9. A grande trapalhada que envolveu os concursos no presente ano lectivo baixou a guarda de uma correcta avaliação desta problemática. O que interessava era pôr os professores na escola e neste caso do DCE, as piores consequências concretizaram-se. A quase totalidade dos pedidos de destacamento por condições específicas obteve colocação em detrimento de outros mais bem posicionados nas listas de graduação. Por cá apresentámos queixa com abaixo-assinados ao Presidente da República, ao Primeiro-Ministro, à Ministra da Educação, ao Provedor de Justiça, à Inspecção Geral de Ensino, aos Grupos Parlamentares da Assembleia da República, DREN, deputados da região e outros da Comissão da Educação. Apresentámos ainda individualmente uma queixa ao Provedor de Justiça e um recurso hierárquico ao ministério, no sentido de sermos ressarcidos de eventuais prejuízos. Alertámos o Sindicato de Professores do Norte (SPN) e da Zona Norte (SPZN) por escrito e telefone para a gravidade da situação e necessidade de tomar posição no sentido de uma fiscalização rigorosa, pois havia indícios de ilegalidades que poderiam redundar em prejuízos irreparáveis. Constatámos que quase ou nada foi feito pelas estruturas sindicais. Enviámos dois e-mails a Pacheco Pereira, que os inseriu no seu blog http://www.abrupto.blogspot.com/, assim como a Vital Moreira que o introduziu também em http://www.causa-nossa.blogspot.com/. Denunciámos toda esta situação em carta ao Jornal “O Público” que mereceu um longo parágrafo de Miguel Sousa Tavares na habitual crónica de Sexta-feira (daquele diário insurgindo-se contra os atestados médicos e a situação num tom e estilo violento como só ele sabe. Um e-mail enviado ao Diário de Notícias de denúncia do estado referido também foi publicado naquele jornal no correio do leitor. Temos intervido periodicamente no site do Sindicato dos Professores do Norte (SPN) alertando e denunciando a situação em http://www.spn.pt/Default.aspx?xpto=30&mid=122&for=5.

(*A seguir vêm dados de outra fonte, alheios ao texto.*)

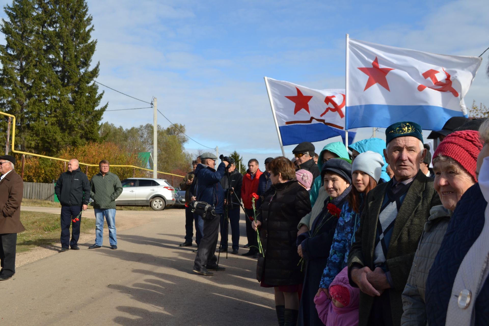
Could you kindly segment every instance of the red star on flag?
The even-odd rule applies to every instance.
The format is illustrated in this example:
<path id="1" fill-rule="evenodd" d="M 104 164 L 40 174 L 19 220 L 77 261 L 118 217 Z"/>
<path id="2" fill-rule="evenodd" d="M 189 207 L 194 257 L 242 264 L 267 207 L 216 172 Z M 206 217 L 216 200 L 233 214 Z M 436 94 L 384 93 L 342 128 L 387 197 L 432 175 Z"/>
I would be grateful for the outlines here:
<path id="1" fill-rule="evenodd" d="M 307 111 L 307 112 L 311 114 L 309 112 L 309 105 L 308 104 L 312 96 L 307 96 L 302 94 L 302 92 L 297 87 L 295 87 L 297 90 L 297 95 L 295 96 L 286 96 L 289 100 L 295 103 L 295 107 L 294 108 L 294 114 L 297 113 L 303 109 Z"/>
<path id="2" fill-rule="evenodd" d="M 391 91 L 389 89 L 389 84 L 387 84 L 387 80 L 385 76 L 391 70 L 393 70 L 393 68 L 380 68 L 378 66 L 378 60 L 377 57 L 375 57 L 375 60 L 372 63 L 372 68 L 362 67 L 358 69 L 362 72 L 368 76 L 368 80 L 367 81 L 367 85 L 363 90 L 365 91 L 367 88 L 372 85 L 378 84 L 384 88 Z"/>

A indignação aumenta cada dia que passa e decidimos rapidamente convocar uma manifestação espontânea para o dia 6 de Outubro em Bragança. Através de contactos pessoais e recorrendo ao telefone, fizemos passar a palavra e sem qualquer participação de colegas de Bragança (a grande fatia do distrito) que a essa mesma hora se encontravam em reunião e de qualquer estrutura sindical, juntámos três dezenas de professores e vários órgãos de comunicação social. Entre outras, reivindicámos a suspensão dos destacamentos por condições específicas para uma análise rigorosa dos atestados médicos.

No local foi assinada uma petição que decidimos entregar em mão ao Senhor Governador Civil. Muito receptivo, compreendeu as nossas razões e ficou de ser portador das nossas preocupações à senhora ministra da educação, ao senhor secretário de estado da saúde e outras entidades da administração escolar.

A luta vai continuar até uma clarificação do imbróglio e o próximo passo será a consulta de um jurista para um eventual recurso aos tribunais. No horizonte define-se ainda uma manifestação em Lisboa.

Parafraseando o poeta e até que a voz nos doa, havemos de gritar: “Queremos justiça!”